Day 3: Big Fun, Big Learning, Big Keynote

The keynote speaker for the last day of the Symposium was Greg Trefry, game designer for Gamelab and organizer of the Come Out and Play festival. [And I thought I had a cool job!]

Greg talked about Big Games, games that take place in the real world, engage the public (sometimes innocent bystanders), and involve the players in a real life environment -- a street, a neighborhood, an entire city. [By the way, I really like this guy's slides...photos with bold words (is that Impact?), not a bullet point in sight! I'm hoping he links to the presentation soon from his website.]

Big games are a mix of:

  • Folk Games
  • Alternative Reality Games > mostly played on Internet; internet based scavenger hunt like I Love Bees
  • Social experiment > mass pillow fight in Toronto
The Big Game Canon (as of 3 years ago):
  • PacManhattan
  • Mogi-Mogi > cellphone game to collect different stuff
  • Big Urban Game (BUG) > involve entire city of Minneapolis. spectacle! introduced idea of big inflatable pieces
Other games from last year's Come Out festival:
Library content > think of locations, collections, spaces (specific depts, rooms), unique identifiers, tools (copiers, wifi, computers)

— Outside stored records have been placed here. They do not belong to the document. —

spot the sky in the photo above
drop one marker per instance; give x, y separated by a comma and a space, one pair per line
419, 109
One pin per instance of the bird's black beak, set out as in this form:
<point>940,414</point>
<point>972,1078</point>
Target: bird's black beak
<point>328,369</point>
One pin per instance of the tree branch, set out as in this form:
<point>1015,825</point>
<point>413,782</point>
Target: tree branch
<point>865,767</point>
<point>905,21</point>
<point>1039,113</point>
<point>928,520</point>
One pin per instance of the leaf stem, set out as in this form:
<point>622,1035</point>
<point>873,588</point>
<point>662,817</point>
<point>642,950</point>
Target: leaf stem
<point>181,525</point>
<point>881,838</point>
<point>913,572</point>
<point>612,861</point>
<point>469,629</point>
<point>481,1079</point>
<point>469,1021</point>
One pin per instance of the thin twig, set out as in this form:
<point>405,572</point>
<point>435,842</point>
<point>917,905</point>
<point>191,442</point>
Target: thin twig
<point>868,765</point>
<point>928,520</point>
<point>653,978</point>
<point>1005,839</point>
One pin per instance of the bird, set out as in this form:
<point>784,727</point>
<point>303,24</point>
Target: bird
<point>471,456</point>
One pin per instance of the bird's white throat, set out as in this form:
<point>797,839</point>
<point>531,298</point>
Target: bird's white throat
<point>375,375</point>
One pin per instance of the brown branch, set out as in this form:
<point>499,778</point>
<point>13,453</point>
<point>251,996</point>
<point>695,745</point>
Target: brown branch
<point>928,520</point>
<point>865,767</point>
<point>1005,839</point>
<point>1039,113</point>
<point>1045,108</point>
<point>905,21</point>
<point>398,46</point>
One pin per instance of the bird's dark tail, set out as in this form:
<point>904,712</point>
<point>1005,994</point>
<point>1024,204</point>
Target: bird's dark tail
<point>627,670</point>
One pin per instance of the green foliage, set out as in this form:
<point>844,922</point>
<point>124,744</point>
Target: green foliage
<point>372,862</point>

5 ideas for libraries: (sketched out)
  • Secret Agent scavenger hunt > secret meeting spots, avoiding detection, collecting codes, level up
  • Then/Now > citywide photo game using historical or digital collections, go collect a photo of how something looks now
  • Rent Control > real real estate game using fire maps or something, take rules from Monopoly
  • Babel > a code breaking game using library's foreign language collection (whoever deciphers the most in a certain amount of time wins)
  • Dewey's Demons > collect creatures, could be a web based game
Make activities out of everyday things. Look around you, give goals to normal activities, and playtest it because games never work the first time around.